Station 1: Ask the Class: Instruct students who may be going beyond the standards to build an embedded triangle problem. Request that students create an answer key with explanations to be attached to the problem's poster. Allow time for students to submit their questions and receive comments from the class. Place these around the room or in the station area if there is enough space. 
Station 2: Morph Your Character: This activity builds on the efforts of any student who created a character at the Create a Character Station during Lesson 2. Students will use their previous character and the coordinate pairs listed on the record sheet. Students will develop a rule using a scale factor to reduce or enlarge their previous character.
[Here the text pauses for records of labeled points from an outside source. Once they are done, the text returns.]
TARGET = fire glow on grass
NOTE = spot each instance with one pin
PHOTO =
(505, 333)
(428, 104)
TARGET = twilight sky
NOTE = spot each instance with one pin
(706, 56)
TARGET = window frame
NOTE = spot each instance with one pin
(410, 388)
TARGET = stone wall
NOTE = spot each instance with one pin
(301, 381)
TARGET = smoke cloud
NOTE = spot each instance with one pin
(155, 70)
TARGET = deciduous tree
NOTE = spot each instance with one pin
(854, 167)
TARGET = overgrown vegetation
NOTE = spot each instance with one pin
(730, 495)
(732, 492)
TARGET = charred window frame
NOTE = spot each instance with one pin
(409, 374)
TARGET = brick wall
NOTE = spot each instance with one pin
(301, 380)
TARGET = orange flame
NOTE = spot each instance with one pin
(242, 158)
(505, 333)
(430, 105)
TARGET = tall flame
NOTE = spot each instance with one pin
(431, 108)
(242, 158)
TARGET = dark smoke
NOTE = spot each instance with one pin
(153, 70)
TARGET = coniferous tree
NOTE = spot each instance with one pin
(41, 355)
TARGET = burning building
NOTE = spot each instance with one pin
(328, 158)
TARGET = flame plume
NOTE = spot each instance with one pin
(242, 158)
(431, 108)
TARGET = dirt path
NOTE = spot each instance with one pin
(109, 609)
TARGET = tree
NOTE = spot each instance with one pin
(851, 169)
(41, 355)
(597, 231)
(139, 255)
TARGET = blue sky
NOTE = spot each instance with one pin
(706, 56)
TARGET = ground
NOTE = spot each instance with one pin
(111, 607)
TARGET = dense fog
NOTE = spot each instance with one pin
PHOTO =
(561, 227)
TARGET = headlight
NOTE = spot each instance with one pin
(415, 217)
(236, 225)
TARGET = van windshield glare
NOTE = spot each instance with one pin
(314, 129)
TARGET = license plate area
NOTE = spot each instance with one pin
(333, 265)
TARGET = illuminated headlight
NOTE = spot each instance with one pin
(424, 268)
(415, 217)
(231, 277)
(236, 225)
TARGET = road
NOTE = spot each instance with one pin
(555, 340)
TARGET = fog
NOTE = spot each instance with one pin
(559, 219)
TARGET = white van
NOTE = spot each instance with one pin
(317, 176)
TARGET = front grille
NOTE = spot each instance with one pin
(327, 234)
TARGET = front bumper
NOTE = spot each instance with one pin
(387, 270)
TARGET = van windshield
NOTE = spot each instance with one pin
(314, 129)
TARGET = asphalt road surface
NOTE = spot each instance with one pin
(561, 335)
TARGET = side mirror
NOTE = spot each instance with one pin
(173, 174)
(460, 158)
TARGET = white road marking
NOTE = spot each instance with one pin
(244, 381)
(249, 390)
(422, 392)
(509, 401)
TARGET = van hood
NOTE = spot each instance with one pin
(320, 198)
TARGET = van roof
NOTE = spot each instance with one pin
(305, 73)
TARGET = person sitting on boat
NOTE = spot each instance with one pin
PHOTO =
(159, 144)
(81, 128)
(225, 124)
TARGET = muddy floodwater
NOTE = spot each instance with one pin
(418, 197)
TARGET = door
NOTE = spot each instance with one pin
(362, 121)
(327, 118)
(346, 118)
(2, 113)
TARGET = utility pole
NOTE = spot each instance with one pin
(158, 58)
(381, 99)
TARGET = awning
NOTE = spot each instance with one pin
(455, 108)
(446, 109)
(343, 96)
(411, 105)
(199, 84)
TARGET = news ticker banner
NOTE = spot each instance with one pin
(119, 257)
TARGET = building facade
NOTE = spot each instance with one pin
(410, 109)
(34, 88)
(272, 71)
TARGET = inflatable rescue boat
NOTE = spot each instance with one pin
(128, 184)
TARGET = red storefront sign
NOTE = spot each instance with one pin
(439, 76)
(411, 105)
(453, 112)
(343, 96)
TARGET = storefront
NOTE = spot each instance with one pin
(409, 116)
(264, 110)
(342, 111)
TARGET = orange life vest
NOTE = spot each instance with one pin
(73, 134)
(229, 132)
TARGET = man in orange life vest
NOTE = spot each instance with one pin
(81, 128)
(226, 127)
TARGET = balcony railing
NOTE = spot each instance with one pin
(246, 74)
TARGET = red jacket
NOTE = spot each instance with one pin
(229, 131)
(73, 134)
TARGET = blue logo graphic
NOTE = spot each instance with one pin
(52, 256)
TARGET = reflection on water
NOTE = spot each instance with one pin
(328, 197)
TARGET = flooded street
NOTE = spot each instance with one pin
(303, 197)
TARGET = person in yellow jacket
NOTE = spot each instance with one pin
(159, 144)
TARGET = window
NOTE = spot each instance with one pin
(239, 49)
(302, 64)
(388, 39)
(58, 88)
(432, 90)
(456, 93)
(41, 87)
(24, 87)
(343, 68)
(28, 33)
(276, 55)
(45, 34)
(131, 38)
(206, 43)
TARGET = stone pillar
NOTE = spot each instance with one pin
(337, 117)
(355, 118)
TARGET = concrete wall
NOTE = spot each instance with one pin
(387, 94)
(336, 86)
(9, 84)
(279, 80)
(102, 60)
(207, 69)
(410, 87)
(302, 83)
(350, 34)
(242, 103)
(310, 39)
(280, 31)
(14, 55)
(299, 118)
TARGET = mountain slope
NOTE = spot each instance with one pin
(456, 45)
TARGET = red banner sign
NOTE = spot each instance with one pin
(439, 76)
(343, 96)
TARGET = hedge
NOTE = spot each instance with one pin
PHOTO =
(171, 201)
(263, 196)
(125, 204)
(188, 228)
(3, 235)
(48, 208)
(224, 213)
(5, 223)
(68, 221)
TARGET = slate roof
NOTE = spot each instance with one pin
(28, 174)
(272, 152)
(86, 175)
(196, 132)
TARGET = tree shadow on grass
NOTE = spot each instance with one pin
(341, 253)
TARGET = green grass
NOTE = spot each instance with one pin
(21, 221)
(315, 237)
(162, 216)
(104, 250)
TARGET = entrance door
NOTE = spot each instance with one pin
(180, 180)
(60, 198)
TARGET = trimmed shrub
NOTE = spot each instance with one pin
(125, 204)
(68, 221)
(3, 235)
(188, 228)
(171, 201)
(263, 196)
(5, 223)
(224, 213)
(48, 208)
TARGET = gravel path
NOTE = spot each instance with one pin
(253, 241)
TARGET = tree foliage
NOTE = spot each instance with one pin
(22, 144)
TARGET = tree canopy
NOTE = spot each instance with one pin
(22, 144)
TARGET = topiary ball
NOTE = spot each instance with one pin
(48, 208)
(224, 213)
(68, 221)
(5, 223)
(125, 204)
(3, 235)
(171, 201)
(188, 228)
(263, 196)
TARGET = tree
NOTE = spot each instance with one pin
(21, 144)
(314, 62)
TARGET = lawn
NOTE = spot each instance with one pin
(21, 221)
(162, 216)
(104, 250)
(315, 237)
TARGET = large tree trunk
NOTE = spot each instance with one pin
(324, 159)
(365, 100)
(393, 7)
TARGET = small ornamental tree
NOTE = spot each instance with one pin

They can use rules like (\(1 \over 2\)x, \(1 \over 2\)y) or (2x, 2y) to generate a mathematically similar character, or (2x, 4y) or (\(1 \over 3\)x, 3y) to make a non-similar morphed character. Once the rule has been decided, it will be applied to each ordered pair in the table that included the original character. These ordered pairs should be recorded alongside the preceding values on the existing record sheet or a new record sheet (M-7-6-3_Morph Your Character). Request that students graph the list of ordered pairings to see what the new version of their character looks like. For the enlargements, a larger chart paper grid and additional grid lines may be required. Another option to enlarge a graph, glue four 8.5" x 11" pieces of grid paper on chart paper to make the 4 quadrants of a larger graph. 

If a student has not yet created a character, he or she can do this activity by going back and completing the Lesson 2 station first.